One angle VPR didn’t deal with, and neither has anybody else. Hydro-Quebec gets criticized from folks on the left side of the political spectrum for those immense dams which have flooded thousands of acres of land, with damaging consequences for both the natural world and the Cree Indians who live in northern Quebec.
Another big corporation abusing the land and indigenous folks in the thirst for profit for the stockholders, no?
No. Hydro-Quebec doesn’t have stockholders. It’s owned by the Province and the people thereof. It is, in short, a socialist institution.
(star break)
More (mostly) good news: Some additional ammunition for the argument made in the post titled Not So Bad (June 4) that life in Vermont is…not so bad.
Maybe even pretty good.
The latest issue of Kiplinger’s Personal Finance magazine named Burlington one of the “ten best cities for the next decade.” Praised for its “creativity and entrepreneurship” Burlington was tagged the eighth best city for both living and working over the next several years. Austin, Texas, was first.
In addition, recently released (or, perhaps more accurately, hitherto ignored) Census figures confirm that Vermont is one of the most affluent states, with a relatively low poverty rate, and one of the lowest rates of child poverty in the country. The statistics are from 2008, the most recent available.
Only eight other states have child (under age 18) poverty rates in the same low category as Vermont: New Hampshire, Massachusetts, Connecticut, New Jersey, Maryland, Utah, and Wyoming.
For the total poverty rate, Vermont was in the second best category, ranked with 13 other states with rates between 10.2 and 13.1 percent (Vermont’s was 10.4). Seven states, including New Hampshire, Massachusetts, New Jersey and Maryland, had lower rates.
As is true almost everywhere, Vermont’s under-18 poverty rate (12.8 percent) is slightly higher than its overall rate. But not everywhere. Chittenden County’s total poverty rate was 9.6 percent, but the child poverty rate was 9.2 percent.
But that was unusual. In the other 13 counties, the under-18 rate was either slightly or not so slightly higher. Even Addison County, which had the lowest total poverty rate (9.5 percent had a slightly higher rate (10.6 percent, for those under 18.
Both the highest rates and the biggest differences between total and child poverty were in the Northeast Kingdom.

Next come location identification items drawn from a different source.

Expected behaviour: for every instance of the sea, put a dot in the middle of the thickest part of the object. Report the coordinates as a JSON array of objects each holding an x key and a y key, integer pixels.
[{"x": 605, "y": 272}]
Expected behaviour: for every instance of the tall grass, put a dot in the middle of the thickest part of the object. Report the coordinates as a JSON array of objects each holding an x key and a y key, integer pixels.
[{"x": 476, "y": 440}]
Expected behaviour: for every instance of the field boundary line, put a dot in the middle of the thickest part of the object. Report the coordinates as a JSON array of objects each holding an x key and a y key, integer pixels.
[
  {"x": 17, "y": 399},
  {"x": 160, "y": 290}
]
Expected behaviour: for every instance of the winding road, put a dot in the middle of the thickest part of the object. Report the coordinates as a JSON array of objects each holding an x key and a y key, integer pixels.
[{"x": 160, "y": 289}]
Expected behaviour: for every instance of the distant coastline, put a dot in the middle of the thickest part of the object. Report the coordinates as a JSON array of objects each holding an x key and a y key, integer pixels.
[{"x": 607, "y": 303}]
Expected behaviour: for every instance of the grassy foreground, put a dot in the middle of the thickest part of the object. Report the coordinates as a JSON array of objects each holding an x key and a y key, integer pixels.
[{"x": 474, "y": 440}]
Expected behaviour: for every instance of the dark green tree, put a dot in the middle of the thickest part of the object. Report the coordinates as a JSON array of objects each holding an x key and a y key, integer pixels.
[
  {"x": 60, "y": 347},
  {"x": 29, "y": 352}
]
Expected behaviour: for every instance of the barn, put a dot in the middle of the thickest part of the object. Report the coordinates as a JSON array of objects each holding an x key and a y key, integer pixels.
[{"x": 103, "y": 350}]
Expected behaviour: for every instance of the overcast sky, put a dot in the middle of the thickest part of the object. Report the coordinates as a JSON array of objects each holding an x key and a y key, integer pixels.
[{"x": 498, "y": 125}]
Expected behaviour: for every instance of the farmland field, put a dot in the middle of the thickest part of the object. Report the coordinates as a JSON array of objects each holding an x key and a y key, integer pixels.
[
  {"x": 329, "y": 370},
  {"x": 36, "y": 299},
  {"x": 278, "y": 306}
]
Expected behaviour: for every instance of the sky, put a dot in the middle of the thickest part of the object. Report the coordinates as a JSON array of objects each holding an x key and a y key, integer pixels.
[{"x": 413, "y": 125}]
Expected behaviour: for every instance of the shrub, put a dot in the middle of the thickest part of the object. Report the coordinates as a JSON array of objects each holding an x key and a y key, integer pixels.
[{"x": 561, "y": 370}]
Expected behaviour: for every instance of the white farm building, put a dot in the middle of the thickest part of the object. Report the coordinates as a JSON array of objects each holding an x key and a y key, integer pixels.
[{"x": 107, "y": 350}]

Caledonia County had an 11.8 percent total poverty rate, with 17.1 percent of its under-18s in poverty. In Orleans County, the overall rate was 14.3 percent, with a 19.3 percent poverty ate for those under 18.
And in Essex County, the poorest in the state, 14.8 percent of all persons lived below the poverty line, but the under-18 rate was 23.8 percent.
That puts Essex at a level comparable with some of the rural counties of the Southeast and Southwest, the poorest areas of the country.
None of this is a big surprise. But it deserves more attention than it has been getting from either officials or observers. That latter, that’s us. More attention will be paid, starting with maybe a few questions to these candidates at Thursday’s debate.